Iriq
Iriq finds the shape of a URL — the structural template you get when you
erase the parts that vary and keep the parts that don't. …/users/123 and
…/users/999 are the same shape: /users/{user_id}. Feed iriq a pile of messy
URLs — a log file, a column of links, free-text prose — and it collapses them
into a small set of stable, deterministic route templates. Fifty thousand
distinct URLs become twelve shapes.
(An IRI is just a URL — the internationalized superset of URI/URL that also allows non-ASCII characters.

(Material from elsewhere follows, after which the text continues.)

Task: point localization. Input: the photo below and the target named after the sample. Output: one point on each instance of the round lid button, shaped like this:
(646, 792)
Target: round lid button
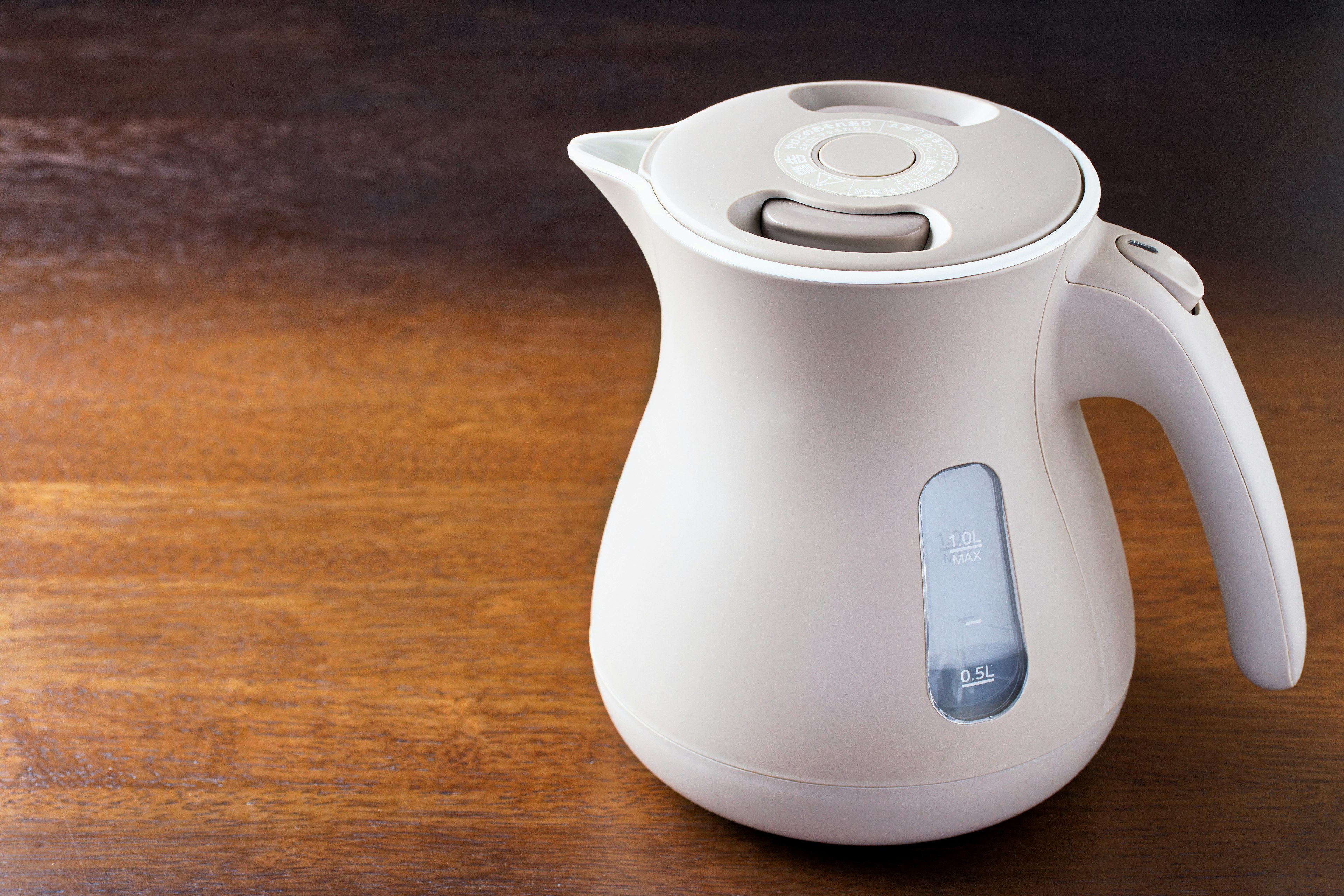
(866, 155)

If you know URLs, you know IRIs. The name is IRI Query: iriq queries an IRI for its structure.)
Everything iriq does — parsing, normalizing, classifying path and query components, clustering, learning new patterns — exists to derive, render, or group by that shape.
And it gets sharper the more you feed it. Point a corpus at a stream and classifications improve as data flows in — high-churn slots get promoted to placeholders, and whole types emerge that you can't see in any single URL (a position that's always 100–599 is an HTTP status; one bounded to a dozen values is an enum).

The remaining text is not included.